Solve Quadrilateral Angle Given 4 Side Lengths & 1 Angle

[Joffe]

I have reduced a problem I am trying to solve to something simpler though rather difficult: Four side lengths and an angle uniquely describe a quadrilateral, solve one of the angles adjacent to the one given. No matter what algebraic / trigonometric manipulations I apply I cannot get a simplified relation between the angle and the five given variables.
I would appreciate a pointer or two, thankyou.

 

[vaishakh]

I don't think you will get any simlification there unless the angles and the given sides determine a special property to the quadirateral. For example you understand that it is a rhombhus the the things are easy, or similar is the case for kite. If you are very good in algebra I would recommend vector analysis here for simplification. Write one of the sides adjacent to the given angle in vector (a)form by taking that direction as X-axis. Then you know the direction of the vector adjacent b to it as well as its length. so write it in vector form. You get its end point. Now find a point using equation such that the satisfy the given lenghts from endpoint of second vector b as well as from origin. Now from the angle made by the position vector to this point c along X-axis you can find the adjacent angle.
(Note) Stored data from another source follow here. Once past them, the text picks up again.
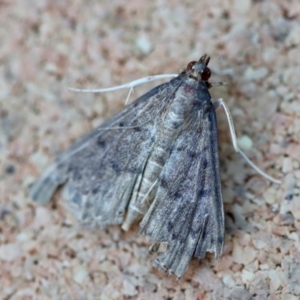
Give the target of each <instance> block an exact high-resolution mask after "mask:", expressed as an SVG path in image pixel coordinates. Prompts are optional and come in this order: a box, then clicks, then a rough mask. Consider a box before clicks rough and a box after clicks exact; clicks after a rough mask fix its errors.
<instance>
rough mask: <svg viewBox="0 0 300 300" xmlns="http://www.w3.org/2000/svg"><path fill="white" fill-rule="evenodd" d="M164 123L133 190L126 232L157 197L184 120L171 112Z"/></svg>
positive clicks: (125, 227)
mask: <svg viewBox="0 0 300 300" xmlns="http://www.w3.org/2000/svg"><path fill="white" fill-rule="evenodd" d="M163 121H164V122H162V123H160V125H158V127H160V128H158V129H157V130H158V131H160V135H159V138H157V139H156V141H155V143H154V145H153V150H152V151H151V154H150V156H149V157H148V160H147V162H146V163H145V167H144V169H143V171H142V173H141V175H140V176H139V180H137V182H136V184H135V187H134V189H133V193H132V197H131V200H130V203H129V206H128V211H127V216H126V219H125V221H124V223H123V226H122V228H123V229H124V230H128V228H129V227H130V225H131V224H132V223H133V222H134V221H135V220H136V219H138V218H139V217H141V216H142V215H144V214H145V213H146V212H147V210H148V208H149V207H150V205H151V203H152V201H153V199H154V197H155V195H156V191H157V187H158V184H159V176H160V174H161V172H162V170H163V167H164V165H165V163H166V160H167V159H168V158H169V156H170V151H171V147H172V145H173V143H174V141H175V140H176V137H177V135H178V132H179V130H180V128H181V126H180V125H181V123H182V122H183V118H182V116H181V115H180V114H177V113H175V112H174V111H173V110H169V112H168V113H167V114H166V115H165V118H164V120H163Z"/></svg>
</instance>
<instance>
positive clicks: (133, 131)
mask: <svg viewBox="0 0 300 300" xmlns="http://www.w3.org/2000/svg"><path fill="white" fill-rule="evenodd" d="M209 60H210V58H209V56H207V55H203V56H202V57H201V58H200V59H199V61H197V62H196V61H193V62H190V63H189V64H188V65H187V67H186V68H185V69H184V70H183V71H181V72H180V73H179V74H178V76H176V77H175V78H174V79H172V80H171V81H169V82H167V83H164V84H161V85H159V86H157V87H155V88H154V89H152V90H150V91H149V92H147V93H146V94H145V95H143V96H141V97H140V98H138V99H137V100H136V101H134V102H133V103H131V104H130V105H128V106H126V107H125V108H124V109H123V110H122V111H121V112H119V113H118V114H117V115H115V116H114V117H112V118H111V119H109V120H107V121H106V122H104V123H103V124H102V125H101V126H99V127H98V128H96V129H94V130H93V131H92V132H90V133H88V134H87V135H85V136H84V137H82V138H81V139H79V141H77V142H76V143H75V144H74V145H72V146H71V147H70V148H69V149H67V150H66V151H65V152H63V153H62V154H61V155H60V156H58V157H57V159H56V160H55V162H54V163H53V164H52V165H51V166H50V167H49V168H48V169H47V170H46V171H45V173H44V174H42V176H41V177H40V178H39V179H38V180H37V182H36V183H35V184H34V185H33V187H32V188H31V190H30V197H31V198H32V199H33V200H34V201H37V202H39V203H43V204H45V203H47V202H48V201H49V200H50V199H51V198H52V196H53V194H54V193H55V191H56V189H57V188H58V187H59V186H60V185H65V187H64V191H63V198H64V199H65V200H66V202H67V205H68V207H69V208H70V209H71V210H72V211H73V213H74V214H75V215H76V216H77V218H78V219H79V221H80V222H81V223H83V224H85V225H87V226H90V227H97V226H98V227H105V226H107V225H111V224H122V228H123V229H124V230H128V229H129V228H130V226H131V225H132V224H133V223H134V222H136V221H140V224H139V225H140V231H139V233H140V234H142V235H146V236H147V237H149V238H150V240H151V241H153V244H152V246H151V248H150V251H151V252H156V254H157V256H156V259H155V261H154V263H153V265H154V266H155V267H157V268H159V269H162V270H165V271H167V272H168V273H169V274H175V275H176V276H177V277H178V278H181V277H182V276H183V274H184V273H185V271H186V270H187V268H188V265H189V262H190V260H191V258H192V257H193V256H195V257H197V258H199V259H200V258H203V257H204V256H205V255H206V253H207V252H211V253H214V255H215V257H216V258H218V257H220V256H221V254H222V250H223V245H224V211H223V201H222V191H221V182H220V170H219V156H218V135H217V119H216V111H215V109H216V107H218V106H223V108H224V109H225V112H226V114H227V117H228V121H229V126H230V132H231V137H232V141H233V146H234V148H235V150H236V151H238V152H240V153H241V154H242V155H243V156H245V155H244V154H243V152H242V151H241V150H240V149H239V148H238V146H237V142H236V136H235V131H234V127H233V123H232V119H231V116H230V113H229V110H228V108H227V106H226V104H225V102H224V101H223V100H222V99H219V100H217V101H216V102H215V103H213V102H212V100H211V96H210V93H209V89H210V88H211V87H212V86H213V85H216V84H212V83H210V82H209V79H210V76H211V71H210V69H209V68H208V63H209ZM245 159H246V160H247V159H248V158H247V157H246V156H245ZM247 161H248V162H249V163H250V164H251V165H252V166H253V167H254V168H257V167H256V166H255V165H253V163H252V162H250V161H249V159H248V160H247ZM258 171H259V172H262V171H260V170H258ZM266 176H267V175H266Z"/></svg>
And if you want the other adjacent angle then find the angle made by the vector drawn from the endpoint of b to this calculated point c.

 

[VietDao29]

Let's say you have a quadrilateral ABCD, AB = a, BC = b, CD = c, DA = d, and you have an angle B.
Here's my way to tackle the problem. Using cosine law, we have
a ^ 2 + b ^ 2 - 2ab \cos B = c ^ 2 + d ^ 2 - 2cd \cos D
\Leftrightarrow \cos D = \frac{c ^ 2 + d ^ 2 - a ^ 2 - b ^ 2 + 2ab \cos B}{2cd}
\Leftrightarrow D = \arccos \left( \frac{c ^ 2 + d ^ 2 - a ^ 2 - b ^ 2 + 2ab \cos B}{2cd} \right)
Now you have angle B, and D. So
A + C = 360⁰ - (B + D).
Let \alpha = A + C.
Again, use the cosine law, we have:
b ^ 2 + c ^ 2 - 2bc \cos C = a ^ 2 + d ^ 2 - 2ad \cos A
\Leftrightarrow b ^ 2 + c ^ 2 - 2bc \cos C = a ^ 2 + d ^ 2 - 2ad \cos (\alpha - C)
\Leftrightarrow b ^ 2 + c ^ 2 - 2bc \cos C = a ^ 2 + d ^ 2 - 2ad (\cos \alpha \cos C + \sin \alpha \sin C)
\Leftrightarrow a ^ 2 + d ^ 2 - b ^ 2 - c ^ 2 - 2ad (\cos \alpha \cos C + \sin \alpha \sin C) + 2bc \cos C = 0
\Leftrightarrow a ^ 2 + d ^ 2 - b ^ 2 - c ^ 2 - 2ad \sin \alpha \sin C + 2bc \cos C - 2ad \cos \alpha \cos C = 0
\Leftrightarrow a ^ 2 + d ^ 2 - b ^ 2 - c ^ 2 - 2ad \sin \alpha \sin C + (2bc - 2ad \cos \alpha) \cos C = 0
\Leftrightarrow (2bc - 2ad \cos \alpha) \cos C - 2ad \sin \alpha \sin C = b ^ 2 + c ^ 2 - a ^ 2 - d ^ 2
This equation has the form a sin x + b cos x = c, which can be solved by dividing both sides by \sqrt{a ^ 2 + b ^ 2}
Can you go from here?
My way is a real mess... Someone may come up with something else simplier.